Où l’on apprend qu’une taupe vallsiste présumée a été écartée de l’équipe d’Emmanuel Macron, qui redoute les "infiltrés"

Publié à 16h36, le 13 avril 2017 , Modifié à 16h36, le 13 avril 2017

Où l’on apprend qu’une taupe vallsiste présumée a été écartée de l’équipe d’Emmanuel Macron, qui redoute les "infiltrés"
Emmanuel Macron se demandant qui est la taupe. © ALAIN JOCARD / AFP

QUI EST LA TAUPE ? – C’est la crainte de toute équipe, qu'elle soit footballistique, politique en campagne ou un camp en guerre ou en conflit : la présence suspectée d’une taupe, c’est-à-dire d’un membre du camp ennemi déguisé pour s’infiltrer et rapporter les stratégies à l’adversaire. Ce scénario romanesque, qui a inspiré de nombreuses fictions dont encore un film éponyme se déroulant lors de la Guerre froide, est pourtant encore redouté en 2017 dans cette campagne présidentielle.

Ainsi Emmanuel Macron redoute-t-il les "infiltrés", affirme Le Figaro ce jeudi 13 avril. Le candidat a lancé, il y a un an presque jour pour jour, son mouvement En Marche ! alors qu’il était encore au gouvernement. À l’époque, il n’avait pas officialisé ses ambitions élyséennes, mais cette émancipation naissante avait provoqué quelques interrogations, remous et autres colères au sein du gouvernement (et plus particulièrement de la part du Premier ministre de l’époque Manuel Valls). Le quotidien rapporte ainsi qu’au début du mouvement, les proches d’Emmanuel Macron étaient "persuadés que Manuel Valls disposait d’une taupe au sein des équipes". Alors, la décision ne s’est pas fait attendre et la taupe présumée a été virée.

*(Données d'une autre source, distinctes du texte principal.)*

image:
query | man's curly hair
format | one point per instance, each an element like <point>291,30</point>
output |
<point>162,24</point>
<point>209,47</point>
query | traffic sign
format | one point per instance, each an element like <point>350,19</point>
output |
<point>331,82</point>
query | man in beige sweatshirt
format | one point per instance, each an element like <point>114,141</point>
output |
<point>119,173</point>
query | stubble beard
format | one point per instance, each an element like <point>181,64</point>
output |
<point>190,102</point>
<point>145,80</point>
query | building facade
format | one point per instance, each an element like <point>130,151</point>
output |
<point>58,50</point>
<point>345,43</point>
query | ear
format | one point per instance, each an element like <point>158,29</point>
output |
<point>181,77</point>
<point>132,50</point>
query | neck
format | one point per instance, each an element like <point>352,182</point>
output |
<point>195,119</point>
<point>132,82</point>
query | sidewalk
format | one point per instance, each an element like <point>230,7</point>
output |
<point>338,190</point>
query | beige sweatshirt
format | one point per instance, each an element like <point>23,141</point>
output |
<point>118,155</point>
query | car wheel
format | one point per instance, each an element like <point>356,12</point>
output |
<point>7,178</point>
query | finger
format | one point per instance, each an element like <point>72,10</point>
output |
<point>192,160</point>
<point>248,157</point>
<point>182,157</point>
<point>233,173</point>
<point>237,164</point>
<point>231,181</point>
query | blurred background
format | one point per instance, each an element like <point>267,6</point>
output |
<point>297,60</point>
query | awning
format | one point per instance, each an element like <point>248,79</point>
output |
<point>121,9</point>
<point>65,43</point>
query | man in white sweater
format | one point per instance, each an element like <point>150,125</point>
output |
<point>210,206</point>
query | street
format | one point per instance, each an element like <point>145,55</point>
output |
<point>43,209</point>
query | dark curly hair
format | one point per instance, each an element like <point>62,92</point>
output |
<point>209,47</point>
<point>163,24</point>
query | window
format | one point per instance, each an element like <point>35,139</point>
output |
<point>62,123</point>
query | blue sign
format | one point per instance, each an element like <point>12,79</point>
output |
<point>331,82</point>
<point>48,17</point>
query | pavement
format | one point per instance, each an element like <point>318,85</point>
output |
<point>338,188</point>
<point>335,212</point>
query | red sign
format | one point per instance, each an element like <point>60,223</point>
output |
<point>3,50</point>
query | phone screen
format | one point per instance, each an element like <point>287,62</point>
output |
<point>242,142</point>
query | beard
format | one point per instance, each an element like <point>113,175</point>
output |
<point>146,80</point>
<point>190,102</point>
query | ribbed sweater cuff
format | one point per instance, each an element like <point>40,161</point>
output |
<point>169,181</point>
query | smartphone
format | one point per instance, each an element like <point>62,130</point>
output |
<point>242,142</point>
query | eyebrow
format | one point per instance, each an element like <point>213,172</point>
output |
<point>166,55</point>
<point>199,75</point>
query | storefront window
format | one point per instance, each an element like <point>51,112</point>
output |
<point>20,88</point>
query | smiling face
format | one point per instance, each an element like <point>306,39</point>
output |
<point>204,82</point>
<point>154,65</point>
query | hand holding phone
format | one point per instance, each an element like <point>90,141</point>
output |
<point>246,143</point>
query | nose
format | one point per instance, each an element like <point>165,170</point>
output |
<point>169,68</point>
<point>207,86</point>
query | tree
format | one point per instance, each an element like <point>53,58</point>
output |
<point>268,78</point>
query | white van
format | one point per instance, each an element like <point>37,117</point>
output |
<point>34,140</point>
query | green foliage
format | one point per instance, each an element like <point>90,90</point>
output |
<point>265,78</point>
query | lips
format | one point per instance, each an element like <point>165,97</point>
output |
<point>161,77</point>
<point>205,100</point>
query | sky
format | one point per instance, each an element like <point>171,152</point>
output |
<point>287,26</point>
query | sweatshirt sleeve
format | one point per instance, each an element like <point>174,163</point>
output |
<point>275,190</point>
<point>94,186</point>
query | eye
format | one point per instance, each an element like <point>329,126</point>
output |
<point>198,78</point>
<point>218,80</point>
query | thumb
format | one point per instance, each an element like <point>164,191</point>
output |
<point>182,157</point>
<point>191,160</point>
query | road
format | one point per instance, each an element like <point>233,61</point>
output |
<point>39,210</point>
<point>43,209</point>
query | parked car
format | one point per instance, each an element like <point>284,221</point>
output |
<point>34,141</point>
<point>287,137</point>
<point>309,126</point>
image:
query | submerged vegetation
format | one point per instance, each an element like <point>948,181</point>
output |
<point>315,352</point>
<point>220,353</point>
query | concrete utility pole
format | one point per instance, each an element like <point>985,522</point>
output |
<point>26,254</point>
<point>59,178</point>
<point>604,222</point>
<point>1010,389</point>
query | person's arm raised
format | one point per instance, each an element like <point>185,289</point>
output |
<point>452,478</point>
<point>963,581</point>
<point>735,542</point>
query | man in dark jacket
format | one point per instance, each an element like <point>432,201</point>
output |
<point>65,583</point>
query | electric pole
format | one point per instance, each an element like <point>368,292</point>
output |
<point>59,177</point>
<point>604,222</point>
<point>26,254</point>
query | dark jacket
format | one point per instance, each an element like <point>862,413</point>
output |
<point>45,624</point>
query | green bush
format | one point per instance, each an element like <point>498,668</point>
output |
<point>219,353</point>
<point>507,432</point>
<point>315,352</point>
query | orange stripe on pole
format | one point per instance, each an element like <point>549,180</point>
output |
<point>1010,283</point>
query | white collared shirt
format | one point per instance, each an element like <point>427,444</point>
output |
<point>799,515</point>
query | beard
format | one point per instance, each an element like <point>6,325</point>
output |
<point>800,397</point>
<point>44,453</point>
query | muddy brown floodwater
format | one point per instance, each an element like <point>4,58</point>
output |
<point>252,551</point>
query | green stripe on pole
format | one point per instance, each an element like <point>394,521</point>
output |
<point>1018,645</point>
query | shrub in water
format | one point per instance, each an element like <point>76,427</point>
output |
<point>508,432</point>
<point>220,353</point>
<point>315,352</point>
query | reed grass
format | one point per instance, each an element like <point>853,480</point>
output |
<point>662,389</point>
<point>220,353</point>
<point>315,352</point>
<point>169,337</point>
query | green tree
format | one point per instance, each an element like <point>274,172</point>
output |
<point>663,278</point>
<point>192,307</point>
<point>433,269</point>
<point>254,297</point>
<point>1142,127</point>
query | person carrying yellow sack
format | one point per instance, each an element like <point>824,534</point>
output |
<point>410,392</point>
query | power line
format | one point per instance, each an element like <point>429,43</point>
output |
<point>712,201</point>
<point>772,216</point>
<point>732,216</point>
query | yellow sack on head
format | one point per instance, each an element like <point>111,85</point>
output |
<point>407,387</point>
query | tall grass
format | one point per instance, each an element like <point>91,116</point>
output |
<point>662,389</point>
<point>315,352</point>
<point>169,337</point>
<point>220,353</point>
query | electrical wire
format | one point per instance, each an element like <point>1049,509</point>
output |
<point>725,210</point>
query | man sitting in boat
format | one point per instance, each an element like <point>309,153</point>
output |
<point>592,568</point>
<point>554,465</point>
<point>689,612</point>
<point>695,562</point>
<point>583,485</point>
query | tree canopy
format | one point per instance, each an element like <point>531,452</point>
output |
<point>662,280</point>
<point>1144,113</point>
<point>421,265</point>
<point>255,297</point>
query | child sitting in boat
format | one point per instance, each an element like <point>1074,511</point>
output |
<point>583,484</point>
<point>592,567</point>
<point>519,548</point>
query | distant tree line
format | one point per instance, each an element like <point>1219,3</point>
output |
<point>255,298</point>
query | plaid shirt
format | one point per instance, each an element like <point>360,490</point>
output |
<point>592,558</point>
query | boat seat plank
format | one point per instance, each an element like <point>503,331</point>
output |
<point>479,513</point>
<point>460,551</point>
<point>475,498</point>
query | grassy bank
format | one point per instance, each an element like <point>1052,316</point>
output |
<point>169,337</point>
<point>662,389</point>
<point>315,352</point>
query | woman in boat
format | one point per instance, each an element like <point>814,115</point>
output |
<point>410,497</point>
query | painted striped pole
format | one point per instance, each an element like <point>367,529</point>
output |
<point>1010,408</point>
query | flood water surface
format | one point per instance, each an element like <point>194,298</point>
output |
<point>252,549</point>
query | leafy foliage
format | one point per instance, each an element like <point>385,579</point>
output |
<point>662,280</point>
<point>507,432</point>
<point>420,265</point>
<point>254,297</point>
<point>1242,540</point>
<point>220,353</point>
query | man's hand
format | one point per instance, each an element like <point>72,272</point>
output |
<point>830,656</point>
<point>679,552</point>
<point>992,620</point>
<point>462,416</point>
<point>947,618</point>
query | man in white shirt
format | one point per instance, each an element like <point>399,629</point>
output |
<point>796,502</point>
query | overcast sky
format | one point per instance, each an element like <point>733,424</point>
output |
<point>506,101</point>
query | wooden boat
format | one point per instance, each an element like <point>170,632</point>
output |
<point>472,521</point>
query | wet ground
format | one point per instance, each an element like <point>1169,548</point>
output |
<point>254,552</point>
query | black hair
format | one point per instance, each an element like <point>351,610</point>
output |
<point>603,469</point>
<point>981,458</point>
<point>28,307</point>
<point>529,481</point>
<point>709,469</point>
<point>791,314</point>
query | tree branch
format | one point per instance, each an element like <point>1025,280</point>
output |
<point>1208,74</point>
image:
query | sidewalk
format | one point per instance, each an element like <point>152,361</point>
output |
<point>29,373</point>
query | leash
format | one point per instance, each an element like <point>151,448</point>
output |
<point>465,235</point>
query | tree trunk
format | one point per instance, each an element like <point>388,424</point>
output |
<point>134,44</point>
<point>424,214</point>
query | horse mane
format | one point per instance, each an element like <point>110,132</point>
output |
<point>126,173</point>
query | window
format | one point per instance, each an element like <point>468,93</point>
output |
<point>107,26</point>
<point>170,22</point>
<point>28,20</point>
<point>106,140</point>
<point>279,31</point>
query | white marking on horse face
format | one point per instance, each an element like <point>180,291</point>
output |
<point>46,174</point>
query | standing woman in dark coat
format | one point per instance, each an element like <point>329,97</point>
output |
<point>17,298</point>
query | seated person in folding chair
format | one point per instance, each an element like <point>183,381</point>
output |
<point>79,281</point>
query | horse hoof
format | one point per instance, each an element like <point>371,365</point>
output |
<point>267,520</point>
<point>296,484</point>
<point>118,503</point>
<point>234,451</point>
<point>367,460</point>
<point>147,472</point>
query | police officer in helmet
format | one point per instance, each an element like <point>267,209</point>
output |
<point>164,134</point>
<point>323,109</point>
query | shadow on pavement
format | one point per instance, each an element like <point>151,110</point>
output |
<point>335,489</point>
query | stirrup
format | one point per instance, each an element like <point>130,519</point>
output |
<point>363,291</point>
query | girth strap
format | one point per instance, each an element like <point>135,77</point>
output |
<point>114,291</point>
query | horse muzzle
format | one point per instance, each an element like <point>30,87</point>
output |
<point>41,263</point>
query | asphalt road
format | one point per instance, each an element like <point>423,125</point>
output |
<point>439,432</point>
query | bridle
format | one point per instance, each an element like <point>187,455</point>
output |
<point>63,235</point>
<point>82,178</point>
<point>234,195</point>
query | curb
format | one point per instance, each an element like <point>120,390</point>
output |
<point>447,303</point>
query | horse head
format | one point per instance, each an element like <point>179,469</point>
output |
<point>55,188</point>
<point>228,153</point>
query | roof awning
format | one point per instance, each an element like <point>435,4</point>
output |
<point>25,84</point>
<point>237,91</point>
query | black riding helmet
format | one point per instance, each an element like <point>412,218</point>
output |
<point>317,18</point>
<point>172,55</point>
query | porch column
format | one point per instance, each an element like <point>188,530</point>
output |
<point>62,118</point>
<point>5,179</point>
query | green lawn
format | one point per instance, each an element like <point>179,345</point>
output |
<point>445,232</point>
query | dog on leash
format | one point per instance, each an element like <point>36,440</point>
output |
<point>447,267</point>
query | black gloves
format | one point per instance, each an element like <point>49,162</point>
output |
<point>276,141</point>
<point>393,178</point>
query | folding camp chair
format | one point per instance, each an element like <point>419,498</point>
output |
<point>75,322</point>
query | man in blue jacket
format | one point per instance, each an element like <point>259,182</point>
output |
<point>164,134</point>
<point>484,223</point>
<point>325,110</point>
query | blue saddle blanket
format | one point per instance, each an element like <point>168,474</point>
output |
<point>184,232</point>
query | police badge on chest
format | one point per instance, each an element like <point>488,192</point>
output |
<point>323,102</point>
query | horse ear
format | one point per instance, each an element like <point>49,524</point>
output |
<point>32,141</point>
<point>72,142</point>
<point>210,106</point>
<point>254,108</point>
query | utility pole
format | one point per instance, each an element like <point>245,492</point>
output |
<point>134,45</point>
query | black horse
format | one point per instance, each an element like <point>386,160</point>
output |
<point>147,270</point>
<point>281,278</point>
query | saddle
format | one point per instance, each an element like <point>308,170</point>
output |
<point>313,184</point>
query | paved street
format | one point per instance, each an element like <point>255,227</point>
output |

Un indice avait mis la puce à l’oreille d’un proche, Richard Ferrand. "On retrouve tous nos échanges dans la presse", s’était un jour agacé le député PS du Finistère, aux côtés d’Emmanuel Macron depuis le lancement d’En Marche !.

Depuis, de l’eau a coulé sous les ponts. Emmanuel Macron a démissionné du gouvernement, s’est présenté à la présidentielle et ainsi court-circuité François Hollande. Manuel Valls, lui, a tenté d’obtenir l’investiture du PS pour le scrutin élyséen via la primaire de la Belle Alliance Populaire, sans succès. Reniant son engagement de soutenir le vainqueur, l’ancien Premier ministre a fini par annoncer qu’il voterait pour son ancien ministre de l’Économie. L’histoire de la taupe est donc enterrée avec cette réconciliation (sur le papier) des deux camps. Au moins pour cette présidentielle.